As the nation's first designated tallgrass prairie, Midewin National Tallgrass Prairie covers more than 15,000 acres.
Sangmeister was also known and respected for sticking to his convictions.
"He lived by the age-old principle, 'You represent the people that put you there,' " said Grey, who also worked with Sangmeister in Frankfort at the law firm McKeown, Fitzgerald, Zollner, Buck, Hutchinson and Ruttle.
Grey said there is one story that really exemplified Sangmeister's defining characteristics. "It's the story of George onboard Air Force One with President Clinton," Grey said.
He told of how Sangmeister was invited onto Air Force One and how President Bill Clinton tried to persuade him to vote in favor of the controversial North American Free Trade Agreement.
"And George said, 'Mr. President, that's just not what's good for my people,'" Grey related. Grey said that's just the kind of person Sangmeister was. "He'd say, 'It's either right for my district or it's not.'"

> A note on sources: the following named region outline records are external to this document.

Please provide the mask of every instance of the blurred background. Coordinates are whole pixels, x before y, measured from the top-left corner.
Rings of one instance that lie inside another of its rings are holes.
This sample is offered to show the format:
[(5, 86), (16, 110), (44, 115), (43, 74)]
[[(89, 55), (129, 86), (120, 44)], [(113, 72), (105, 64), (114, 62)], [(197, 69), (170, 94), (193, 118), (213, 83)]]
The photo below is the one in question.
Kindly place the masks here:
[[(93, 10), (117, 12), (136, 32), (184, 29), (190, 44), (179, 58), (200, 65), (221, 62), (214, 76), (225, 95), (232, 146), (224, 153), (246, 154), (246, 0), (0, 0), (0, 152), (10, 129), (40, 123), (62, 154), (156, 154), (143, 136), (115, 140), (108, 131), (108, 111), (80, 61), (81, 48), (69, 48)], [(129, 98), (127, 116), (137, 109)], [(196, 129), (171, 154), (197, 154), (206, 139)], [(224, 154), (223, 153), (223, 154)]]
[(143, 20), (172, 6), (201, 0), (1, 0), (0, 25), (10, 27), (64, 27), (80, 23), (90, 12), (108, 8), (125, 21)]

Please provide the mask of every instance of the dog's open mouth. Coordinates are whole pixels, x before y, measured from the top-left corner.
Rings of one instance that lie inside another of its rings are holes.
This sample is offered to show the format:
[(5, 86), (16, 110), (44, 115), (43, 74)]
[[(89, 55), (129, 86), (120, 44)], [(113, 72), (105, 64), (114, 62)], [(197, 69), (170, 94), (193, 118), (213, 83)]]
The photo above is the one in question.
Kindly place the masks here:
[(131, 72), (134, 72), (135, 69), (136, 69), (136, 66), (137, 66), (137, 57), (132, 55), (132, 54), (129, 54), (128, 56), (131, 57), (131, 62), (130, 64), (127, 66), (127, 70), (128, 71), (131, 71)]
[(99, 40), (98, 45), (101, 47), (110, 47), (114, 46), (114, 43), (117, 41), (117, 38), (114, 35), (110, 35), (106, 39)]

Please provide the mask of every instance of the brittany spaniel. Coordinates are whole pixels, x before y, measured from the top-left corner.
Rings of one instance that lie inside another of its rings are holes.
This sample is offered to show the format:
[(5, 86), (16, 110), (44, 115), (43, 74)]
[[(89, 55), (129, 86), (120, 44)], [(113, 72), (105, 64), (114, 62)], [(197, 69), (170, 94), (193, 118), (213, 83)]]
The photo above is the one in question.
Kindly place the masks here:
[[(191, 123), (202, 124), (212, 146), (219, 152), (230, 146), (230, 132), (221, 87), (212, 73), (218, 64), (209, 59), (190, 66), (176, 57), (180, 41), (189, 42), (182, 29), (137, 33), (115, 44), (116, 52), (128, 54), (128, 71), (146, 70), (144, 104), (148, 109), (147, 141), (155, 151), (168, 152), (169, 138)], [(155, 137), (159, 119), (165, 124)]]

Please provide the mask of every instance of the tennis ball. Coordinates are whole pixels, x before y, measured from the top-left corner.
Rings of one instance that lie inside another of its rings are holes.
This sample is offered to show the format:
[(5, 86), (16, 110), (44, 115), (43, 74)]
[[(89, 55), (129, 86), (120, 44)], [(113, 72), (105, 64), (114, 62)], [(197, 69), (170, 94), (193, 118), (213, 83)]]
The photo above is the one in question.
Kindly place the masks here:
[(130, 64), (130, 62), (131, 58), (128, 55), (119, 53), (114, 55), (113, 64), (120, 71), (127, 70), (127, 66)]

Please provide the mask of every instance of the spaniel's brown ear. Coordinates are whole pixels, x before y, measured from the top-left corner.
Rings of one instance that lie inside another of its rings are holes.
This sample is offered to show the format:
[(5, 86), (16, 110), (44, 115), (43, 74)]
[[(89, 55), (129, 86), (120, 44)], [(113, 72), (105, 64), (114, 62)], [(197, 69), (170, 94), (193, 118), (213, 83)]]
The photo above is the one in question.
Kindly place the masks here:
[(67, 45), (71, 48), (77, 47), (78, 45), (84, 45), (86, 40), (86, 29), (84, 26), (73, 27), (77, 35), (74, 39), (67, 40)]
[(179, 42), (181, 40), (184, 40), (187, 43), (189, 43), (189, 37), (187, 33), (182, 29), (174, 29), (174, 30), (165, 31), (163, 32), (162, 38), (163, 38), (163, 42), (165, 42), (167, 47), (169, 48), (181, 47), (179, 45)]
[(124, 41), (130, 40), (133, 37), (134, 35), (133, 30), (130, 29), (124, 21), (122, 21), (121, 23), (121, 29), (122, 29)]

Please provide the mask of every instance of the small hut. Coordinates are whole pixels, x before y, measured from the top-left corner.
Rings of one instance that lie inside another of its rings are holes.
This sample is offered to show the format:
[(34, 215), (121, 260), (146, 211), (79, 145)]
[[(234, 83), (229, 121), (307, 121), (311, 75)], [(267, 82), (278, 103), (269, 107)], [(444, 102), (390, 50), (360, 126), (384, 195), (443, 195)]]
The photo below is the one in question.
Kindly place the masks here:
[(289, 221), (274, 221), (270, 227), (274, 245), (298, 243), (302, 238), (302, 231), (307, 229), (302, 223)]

"He was so well-respected," Walsh said. "The way he carried himself brought out a sense of awe when he walked into a room."
Walsh also said Sangmeister was a major player in bringing DAYBREAK Shelter to Joliet.
"He knew the need was there," Walsh said. "He knew there was a segment of society looking not for a handout, but for a helping hand." The shelter, which is open 24 hours a day, 365 days a year, offers food, emergency housing and supportive services for those in need.
Worthwhile advice was also something Walsh said Sangmeister provided. Walsh said that before he began his term as an Illinois senator, Sangmeister shared with him something Walsh has also passed on. "He said, 'One commandment you should always keep in the forefront in Springfield is: Your word is your bond.'"
George E. Sangmeister was laid to rest Thursday, Oct. 11 at Abraham Lincoln National Cemetery in Elwood. He is survived by his wife, Doris; children, George Kurt Sangmeister and Kimberly Ann Puckett; and four grandchildren.